Robinson sought for VGC to blend industry publications like GamesIndustry.biz and "mainstream sites", covering subjects most relevant to consumers to complement the work of websites such as Eurogamer, GamesIndustry.biz, and Kotaku. The website was built by 44 Bytes and run by Kornel Lambert and Andrew Taylor. In April 2020, the site received 1.24 million individual readers, generating 1.7 million page views; this increased to 5 million readers and 7 million page views in December, an annual increase of more than 400%. Scullion was appointed VGCs part-time features editor in December 2020. VGC expanded into video content with daily news show VGC Source from April 2020, followed by the chat show VGC Off the Record from July. In February 2023, VGC partnered with Stak to launch a weekly podcast, hosted by VGCs Jordan Middler, Robinson, and Scullion, and Stak's Pete Donaldson, alongside industry guests.
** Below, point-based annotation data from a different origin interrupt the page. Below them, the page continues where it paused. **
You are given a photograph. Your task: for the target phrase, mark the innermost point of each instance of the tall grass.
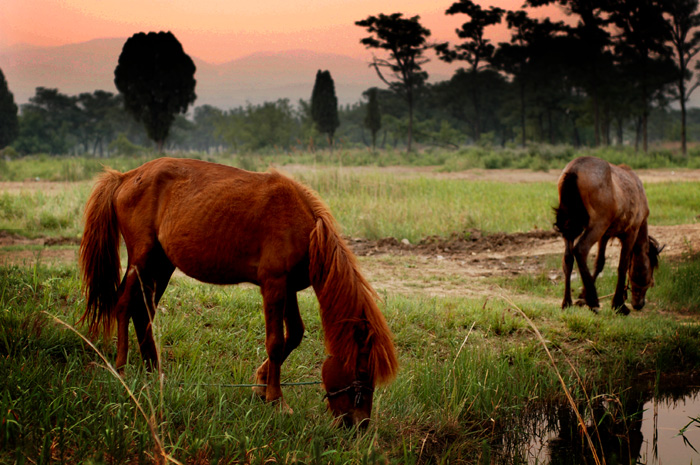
(467, 367)
(375, 204)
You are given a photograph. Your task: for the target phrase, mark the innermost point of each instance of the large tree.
(642, 52)
(593, 68)
(405, 39)
(9, 123)
(324, 105)
(373, 117)
(156, 78)
(476, 49)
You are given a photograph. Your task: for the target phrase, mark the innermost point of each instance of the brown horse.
(599, 201)
(224, 225)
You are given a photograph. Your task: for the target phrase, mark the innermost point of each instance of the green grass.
(467, 365)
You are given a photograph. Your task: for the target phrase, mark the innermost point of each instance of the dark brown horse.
(599, 201)
(223, 225)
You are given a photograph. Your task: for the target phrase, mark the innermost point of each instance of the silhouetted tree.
(50, 123)
(684, 24)
(593, 68)
(9, 123)
(642, 52)
(475, 50)
(405, 41)
(324, 105)
(156, 78)
(373, 117)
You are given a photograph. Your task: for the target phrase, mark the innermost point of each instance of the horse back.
(215, 223)
(611, 195)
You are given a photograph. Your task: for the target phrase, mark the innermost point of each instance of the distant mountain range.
(260, 77)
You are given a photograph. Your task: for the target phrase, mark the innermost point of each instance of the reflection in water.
(637, 426)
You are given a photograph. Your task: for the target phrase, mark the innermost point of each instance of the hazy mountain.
(260, 77)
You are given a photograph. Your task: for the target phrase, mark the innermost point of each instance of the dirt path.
(435, 266)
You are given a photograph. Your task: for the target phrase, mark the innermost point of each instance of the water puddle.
(639, 426)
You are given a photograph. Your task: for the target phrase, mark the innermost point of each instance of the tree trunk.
(409, 97)
(596, 120)
(682, 98)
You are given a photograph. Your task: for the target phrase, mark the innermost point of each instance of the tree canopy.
(405, 39)
(156, 78)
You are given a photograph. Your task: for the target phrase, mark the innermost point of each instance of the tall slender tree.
(373, 117)
(405, 40)
(9, 122)
(641, 49)
(476, 49)
(593, 69)
(156, 78)
(324, 105)
(684, 25)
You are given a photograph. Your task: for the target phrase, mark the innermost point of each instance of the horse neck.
(641, 245)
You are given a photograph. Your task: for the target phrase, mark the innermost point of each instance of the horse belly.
(212, 258)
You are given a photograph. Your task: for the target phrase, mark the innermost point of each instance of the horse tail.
(350, 315)
(571, 215)
(99, 254)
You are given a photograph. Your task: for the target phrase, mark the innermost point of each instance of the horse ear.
(361, 333)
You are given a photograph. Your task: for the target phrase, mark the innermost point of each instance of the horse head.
(642, 266)
(349, 395)
(350, 390)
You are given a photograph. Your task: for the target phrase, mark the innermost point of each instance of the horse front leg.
(293, 336)
(599, 265)
(581, 250)
(567, 265)
(618, 302)
(273, 302)
(147, 285)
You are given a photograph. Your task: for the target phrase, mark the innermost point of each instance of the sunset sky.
(222, 30)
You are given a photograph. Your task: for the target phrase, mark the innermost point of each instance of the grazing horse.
(223, 225)
(599, 201)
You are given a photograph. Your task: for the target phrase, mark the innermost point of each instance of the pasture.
(463, 261)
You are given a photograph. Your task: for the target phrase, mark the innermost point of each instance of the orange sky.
(221, 30)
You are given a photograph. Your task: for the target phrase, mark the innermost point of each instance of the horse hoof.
(623, 310)
(283, 407)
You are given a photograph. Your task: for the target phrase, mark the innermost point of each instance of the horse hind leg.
(599, 266)
(567, 266)
(274, 295)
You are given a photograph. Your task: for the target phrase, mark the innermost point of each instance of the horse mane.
(350, 316)
(654, 252)
(571, 214)
(99, 254)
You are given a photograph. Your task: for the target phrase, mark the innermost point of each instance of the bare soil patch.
(500, 175)
(458, 265)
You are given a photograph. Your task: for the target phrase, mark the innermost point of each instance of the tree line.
(605, 76)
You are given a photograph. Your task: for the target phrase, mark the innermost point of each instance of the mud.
(457, 265)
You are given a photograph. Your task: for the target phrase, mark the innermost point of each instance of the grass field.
(470, 366)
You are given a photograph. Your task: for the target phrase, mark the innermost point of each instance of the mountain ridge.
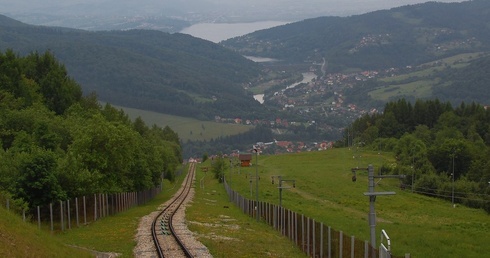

VGC was the first to report on Japan Studio's reorganisation in February 2021, E3 2021's in-person cancellation in March, and Twitch's data breach in October. In April, Robinson and VGCs Twitter accounts were temporarily locked after Activision submitted takedowns using the Digital Millennium Copyright Act; VGC had posted stories about upcoming maps for Call of Duty: Warzone. IGN reported that the leaks had been covered legitimately and Robinson and VGCs tweets had not contained any copyrighted material. Robinson spoke with Activision and felt the conflict had been resolved. Similar takedowns had been issued the preceding August against several outlets, including VGC, who reported on leaks related to Call of Duty: Black Ops Cold War after the information had been officially announced. Kotakus Ian Walker said Activision's actions only confirmed the leak, describing it as an example of the Streisand effect.

VGC won Media Brand of the Year at the MCV/Develop Awards in 2025, having been nominated each year from 2022. The site partnered with the Italian Interactive Digital Entertainment Association to stream the Italian Video Game Awards to English-speaking audiences in 2022, receiving 92,000 live viewers; the partnership continued in 2023.